In which Our Vending Hero combines several previously-seen forms to help the team beat a powerful foe, without killing them himself due to his communication difficulties. Bonus points for coming up with a way to send Our Mighty Heroine over the edge so she’d send him over the edge.
Verdict: missed opportunity to use Hulemy’s intelligence to explain his plan and why jumping down into the pit was a really bad idea.
The premise is simple: Princess Let-Them-Eat-Cake loses her head in a revolution, only to wake up in her past with a chance to fix things. Not for the sake of the people or the empire, but just because she really didn’t enjoy getting her head chopped off. No isekai transfer, overpowered magic, or monsters, just a bunch of human kingdoms in conflict, with a spoiled little rich girl at the center whose future knowledge might be enough to save her.

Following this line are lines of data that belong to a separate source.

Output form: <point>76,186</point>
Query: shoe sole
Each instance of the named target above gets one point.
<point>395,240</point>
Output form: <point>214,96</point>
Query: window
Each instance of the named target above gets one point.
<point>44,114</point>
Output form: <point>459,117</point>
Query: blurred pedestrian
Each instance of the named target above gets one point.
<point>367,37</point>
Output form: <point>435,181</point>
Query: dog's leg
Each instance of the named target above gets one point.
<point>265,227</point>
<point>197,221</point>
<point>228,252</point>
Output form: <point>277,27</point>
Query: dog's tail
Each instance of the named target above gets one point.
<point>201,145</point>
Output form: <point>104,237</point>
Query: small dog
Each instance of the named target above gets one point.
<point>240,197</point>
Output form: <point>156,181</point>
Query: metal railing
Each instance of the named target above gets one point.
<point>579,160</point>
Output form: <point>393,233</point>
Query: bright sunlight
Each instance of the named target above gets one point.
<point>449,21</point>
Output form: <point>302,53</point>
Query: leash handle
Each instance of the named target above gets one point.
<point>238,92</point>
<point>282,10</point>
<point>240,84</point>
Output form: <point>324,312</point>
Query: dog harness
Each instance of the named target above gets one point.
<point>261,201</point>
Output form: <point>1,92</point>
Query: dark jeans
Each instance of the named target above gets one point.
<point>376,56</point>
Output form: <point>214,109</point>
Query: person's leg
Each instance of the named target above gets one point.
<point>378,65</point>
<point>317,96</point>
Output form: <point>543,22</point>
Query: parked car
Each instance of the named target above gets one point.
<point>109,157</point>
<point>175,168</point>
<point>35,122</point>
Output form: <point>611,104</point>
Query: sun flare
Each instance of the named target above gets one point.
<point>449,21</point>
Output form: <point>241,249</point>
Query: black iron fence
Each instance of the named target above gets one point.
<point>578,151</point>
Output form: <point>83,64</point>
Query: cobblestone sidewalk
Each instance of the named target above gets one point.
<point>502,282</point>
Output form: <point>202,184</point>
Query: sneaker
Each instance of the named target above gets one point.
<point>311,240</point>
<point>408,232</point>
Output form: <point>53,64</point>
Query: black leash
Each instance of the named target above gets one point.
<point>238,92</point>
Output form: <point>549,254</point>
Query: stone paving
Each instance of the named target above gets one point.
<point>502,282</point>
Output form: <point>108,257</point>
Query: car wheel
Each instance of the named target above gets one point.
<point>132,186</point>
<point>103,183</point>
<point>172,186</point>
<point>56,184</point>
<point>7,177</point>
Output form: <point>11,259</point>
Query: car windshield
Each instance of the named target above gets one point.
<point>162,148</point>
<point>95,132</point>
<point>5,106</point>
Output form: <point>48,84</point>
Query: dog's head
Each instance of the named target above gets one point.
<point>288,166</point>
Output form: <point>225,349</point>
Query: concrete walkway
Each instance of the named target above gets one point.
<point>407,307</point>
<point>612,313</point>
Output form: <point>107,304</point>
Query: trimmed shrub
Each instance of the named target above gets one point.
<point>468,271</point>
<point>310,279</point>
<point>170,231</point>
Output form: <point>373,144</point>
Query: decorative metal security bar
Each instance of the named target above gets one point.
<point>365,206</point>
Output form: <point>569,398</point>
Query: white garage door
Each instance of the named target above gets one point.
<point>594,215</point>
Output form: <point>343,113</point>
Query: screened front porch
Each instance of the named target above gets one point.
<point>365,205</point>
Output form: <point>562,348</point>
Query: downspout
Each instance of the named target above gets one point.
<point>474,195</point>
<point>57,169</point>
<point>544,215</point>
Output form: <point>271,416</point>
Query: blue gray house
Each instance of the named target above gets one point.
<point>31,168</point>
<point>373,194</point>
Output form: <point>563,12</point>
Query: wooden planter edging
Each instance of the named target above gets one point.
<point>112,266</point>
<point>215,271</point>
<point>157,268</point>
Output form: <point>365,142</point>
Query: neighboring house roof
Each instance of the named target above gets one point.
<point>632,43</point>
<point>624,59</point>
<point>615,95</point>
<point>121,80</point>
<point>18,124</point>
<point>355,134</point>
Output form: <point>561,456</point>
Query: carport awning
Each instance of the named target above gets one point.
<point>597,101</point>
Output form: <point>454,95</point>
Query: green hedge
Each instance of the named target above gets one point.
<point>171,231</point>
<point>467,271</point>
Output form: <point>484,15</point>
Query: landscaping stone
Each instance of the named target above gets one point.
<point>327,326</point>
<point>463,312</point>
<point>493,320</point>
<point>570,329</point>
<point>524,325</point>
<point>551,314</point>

Reasons it might not suck? First, 10+ light novels worth of source material. Second, character designer and chief animation director of Demon Girl Next Door. Third, the lead voice actress played Aletta in Restaurant To Another World (same chief animation director for that one as well). Fourth, series composition by the gal who did Komi (and who also wrote more than half of the scripts).
(file under peculiar the fact that there are no blurays for Komi; even in Japan, the first season was a limited-edition crowd-funded release)
I’ve been using Anime Schedule to keep track of what’s on and what’s coming up, but it seems they have a few blind spots, since they haven’t noticed yet that Uma Musume 3 is on the fall schedule. I didn’t watch the first two seasons, but I’ve enjoyed the pony-girl fan-art.
The English translation of the Gate manga is suddenly being released for Kindle, years after it stalled out. The first three volumes were released on July 28 (1, 2, 3). No sign of the light novels (licensed by the same publisher), and the manga character designs aren’t nearly as fetching for the girls, but the story apparently goes well past the anime series.
(there’s always been some peculiar rejection of this series among reviewers, who seem to think it’s jingoistic, much like many of them thought the 2005 WWII film Yamato was hard-right imperialist propaganda; clearly they never actually sat down and watched)
More on Knight’s [sic] & Magic: apparently this mispunctuated series was actually a single-cour anime in 2017 that I never heard a single word about. The apostrophe comes from the official romanization of the light novels (or is it “light novel’s”? 😁), which were released from 2013-2017. No idea why it’s suddenly being released in 2023.